When Sanjay considered the nature of the Adventure vehicle and mission . . . well, the odds might have actually been weighted in favor of failure and death.

And so far, he had experienced a little of both.

Yet . . . he had made it back. He was in his lover’s arms again.

So why did he feel so guilty?

He realized that Sasha, Harley, Zhao, Jaidev, and several others were nearby, either staring at him with obvious concern or pretending not to. “How long was I out?” he said, loudly enough for everyone to hear.

“Fifteen minutes,” Harley said. “We had to carry you.” A typical Harley comment, which Sanjay appreciated.

“Sorry about that.”

Maren was looking at his face. “How do you feel?”

A good question. He felt fine, except for the lingering pressure in his skull. The voices and other sounds were still present. Images kept flickering through his vision . . . they were less intrusive, but still present. It was as if his brain had learned to manage the flow of extraneous data during the fifteen-minute blackout.

And flow of data was what he had to be experiencing. Sanjay knew that one suspected reason for the Revenants’ existence had been to communicate, to serve as a bridge between humans and alien intelligences who had not only a different language but unusual biologies and, for that matter, wildly unfamiliar frames of reference. He had heard, for example, that the Architect seemed to possess a sense of time that was far slower than that of humans . . . the same way that an insect’s sense of time passing would be far faster.

Sanjay had become a bridge. Fine. His goal was to be a good bridge . . . and to still be standing more than a week hence.

“A little rattled,” he told Maren and the others. “Hungry.”

So they fed him typical Keanu food, which, given that he was ravenous, was the best thing he had ever tasted. (Another list of regrets for dying when he did . . . no chance to eat a proper Earth meal.) As he ate, he made sure to exchange reassuring looks with Maren while trying to answer questions from Jaidev, Harley, Sasha, and Zhao.

There were the expected ones. His last memory.

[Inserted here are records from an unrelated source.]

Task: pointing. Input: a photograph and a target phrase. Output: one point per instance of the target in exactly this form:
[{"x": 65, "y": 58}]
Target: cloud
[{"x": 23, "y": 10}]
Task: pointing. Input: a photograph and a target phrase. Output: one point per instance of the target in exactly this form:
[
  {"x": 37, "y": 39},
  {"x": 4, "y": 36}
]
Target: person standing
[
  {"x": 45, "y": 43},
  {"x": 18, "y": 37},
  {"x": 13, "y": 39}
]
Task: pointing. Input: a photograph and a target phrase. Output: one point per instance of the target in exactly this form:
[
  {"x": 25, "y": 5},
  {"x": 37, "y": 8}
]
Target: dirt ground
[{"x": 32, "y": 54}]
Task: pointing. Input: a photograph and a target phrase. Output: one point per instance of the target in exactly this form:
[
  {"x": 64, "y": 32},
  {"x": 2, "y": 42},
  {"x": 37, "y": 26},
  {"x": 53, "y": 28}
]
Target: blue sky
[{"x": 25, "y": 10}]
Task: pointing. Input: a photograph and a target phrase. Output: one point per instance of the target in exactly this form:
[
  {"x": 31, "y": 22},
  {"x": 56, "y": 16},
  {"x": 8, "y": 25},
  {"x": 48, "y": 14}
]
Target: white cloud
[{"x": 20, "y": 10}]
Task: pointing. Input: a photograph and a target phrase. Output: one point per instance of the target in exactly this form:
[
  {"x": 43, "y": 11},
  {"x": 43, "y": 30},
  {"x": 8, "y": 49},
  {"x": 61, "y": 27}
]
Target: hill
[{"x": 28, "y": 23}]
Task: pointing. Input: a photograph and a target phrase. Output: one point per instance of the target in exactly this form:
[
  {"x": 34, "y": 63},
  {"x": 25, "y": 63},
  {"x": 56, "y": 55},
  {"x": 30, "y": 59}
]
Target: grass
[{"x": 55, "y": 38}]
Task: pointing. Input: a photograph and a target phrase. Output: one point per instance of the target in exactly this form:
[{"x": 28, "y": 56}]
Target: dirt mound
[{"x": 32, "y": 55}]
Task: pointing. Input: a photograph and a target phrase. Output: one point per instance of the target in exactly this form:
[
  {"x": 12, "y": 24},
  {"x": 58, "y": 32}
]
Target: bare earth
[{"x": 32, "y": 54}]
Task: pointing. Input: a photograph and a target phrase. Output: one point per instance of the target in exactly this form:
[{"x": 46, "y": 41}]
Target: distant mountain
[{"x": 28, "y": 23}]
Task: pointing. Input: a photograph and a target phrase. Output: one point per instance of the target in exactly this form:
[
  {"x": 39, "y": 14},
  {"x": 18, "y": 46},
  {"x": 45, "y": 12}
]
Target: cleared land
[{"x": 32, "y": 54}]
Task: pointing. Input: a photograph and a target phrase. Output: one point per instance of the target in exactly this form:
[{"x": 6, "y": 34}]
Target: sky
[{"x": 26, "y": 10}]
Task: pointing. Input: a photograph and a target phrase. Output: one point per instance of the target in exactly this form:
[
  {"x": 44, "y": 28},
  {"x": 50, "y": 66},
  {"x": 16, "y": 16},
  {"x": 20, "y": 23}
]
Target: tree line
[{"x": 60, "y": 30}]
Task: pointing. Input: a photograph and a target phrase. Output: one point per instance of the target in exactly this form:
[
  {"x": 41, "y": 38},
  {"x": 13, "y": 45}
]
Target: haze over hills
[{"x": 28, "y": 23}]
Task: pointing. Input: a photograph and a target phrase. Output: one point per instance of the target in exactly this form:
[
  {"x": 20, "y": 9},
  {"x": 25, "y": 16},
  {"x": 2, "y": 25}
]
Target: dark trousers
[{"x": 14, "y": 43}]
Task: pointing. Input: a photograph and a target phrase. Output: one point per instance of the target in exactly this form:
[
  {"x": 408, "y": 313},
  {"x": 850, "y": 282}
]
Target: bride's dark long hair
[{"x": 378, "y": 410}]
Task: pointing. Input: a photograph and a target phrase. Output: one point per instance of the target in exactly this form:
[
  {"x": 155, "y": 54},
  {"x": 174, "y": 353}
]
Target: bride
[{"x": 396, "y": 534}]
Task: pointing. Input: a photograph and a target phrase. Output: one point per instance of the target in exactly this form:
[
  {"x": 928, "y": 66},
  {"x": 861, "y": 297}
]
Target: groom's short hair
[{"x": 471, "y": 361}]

His first sight and sounds upon revival. “Do you remember anything from in between?” Zhao said.

That question was surprising only because it came from pragmatic Zhao, the last human Sanjay would ever have expected to take interest in life after death.

Sanjay would have been the second least likely, and no matter how he replayed his moments of death and new life, he found no interregnum, no region between, no halfway-between-heaven-and-hell moment. “No. As far as I can tell, there was no gap.” He snapped his fingers. “It was that fast.”

Maren seemed upset by the whole notion, not that Sanjay could blame her. “How did this happen?” she was saying.

“Don’t question it,” Harley said. “Gift horses and all that—”

Unsurprisingly, this caused Maren to collapse in sobs.

“Oh, for God’s sake, Harley,” Sasha said.

“I’m a little curious, too,” Sanjay said. “I mean, we knew that Keanu had the ability to . . . find an individual human soul and—”

“Please don’t call it a soul!” Maren said.

“Fine, a human identity, a personality . . .” As he uttered these terms, he noticed changes in the signals inside his head, as if he were taking part in a kind of guessing game.